第１図は本発明の一実施例に係わる記事抽出方式の構成
を示すブロック図、第２図は２つの記事から構成される
文書の列を示す図、第３図は罫線によって文字列のブロ
ックが分けられている列を示す図である。１７・・・中央演算処理装置、２１・・・文字列ブロック抽出機構、２２・・・文字切り出し機構、２４・・・キーワード抽出機構、２５・・・ブロック判定機構、２６・・・記事抽出機構。FIG. 1 is a block diagram showing the configuration of an article extraction method according to an embodiment of the present invention, FIG. 2 is a diagram showing a sequence of documents consisting of two articles, and FIG. 3 is a block diagram of character strings formed by ruled lines. FIG. 17... Central processing unit, 21... Character string block extraction mechanism, 22... Character extraction mechanism, 24... Keyword extraction mechanism, 25... Block determination mechanism, 26... Article extraction mechanism .

Claims

[Claims]

A document reading device that divides document image data obtained by inputting a document containing multiple articles into regions for each article, and converts the character strings that make up each article into character code strings through character recognition. a central processing unit that controls processing; an image input unit that converts documents into images; and a storage device that stores input document images and the like;
An input/output terminal that displays the results of a series of processes and inputs commands, etc., a character string block extraction mechanism that extracts blocks that are the units that make up an article from the input document image, and the character string extraction block extraction A character extraction mechanism that extracts individual characters constituting a character string included in a block extracted by the mechanism; a character recognition mechanism that recognizes the individual characters extracted by the character extraction mechanism; A keyword extraction mechanism extracts keywords from the converted character string, and each block is extracted by comparing the similarity of the keywords extracted by the keyword extraction mechanism for each block extracted by the character string block extraction mechanism.
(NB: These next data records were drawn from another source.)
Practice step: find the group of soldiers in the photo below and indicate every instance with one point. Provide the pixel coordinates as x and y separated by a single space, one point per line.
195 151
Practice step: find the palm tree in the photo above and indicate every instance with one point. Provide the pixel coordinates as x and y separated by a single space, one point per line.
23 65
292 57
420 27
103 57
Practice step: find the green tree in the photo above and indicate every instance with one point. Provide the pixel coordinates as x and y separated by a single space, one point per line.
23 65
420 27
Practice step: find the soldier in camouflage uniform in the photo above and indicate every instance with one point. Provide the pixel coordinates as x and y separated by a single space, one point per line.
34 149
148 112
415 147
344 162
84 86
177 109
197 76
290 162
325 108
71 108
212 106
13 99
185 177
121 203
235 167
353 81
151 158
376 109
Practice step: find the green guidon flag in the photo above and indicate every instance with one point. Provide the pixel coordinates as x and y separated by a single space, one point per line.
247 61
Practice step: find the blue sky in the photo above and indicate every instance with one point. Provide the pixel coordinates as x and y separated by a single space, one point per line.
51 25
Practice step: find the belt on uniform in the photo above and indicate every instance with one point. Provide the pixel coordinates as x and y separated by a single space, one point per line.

A block determination mechanism that determines whether articles constitute the same article, and an individual article extraction mechanism that separates multiple articles arranged on the same paper page into articles based on the results obtained from the block determination mechanism. An article extraction method characterized by having the following.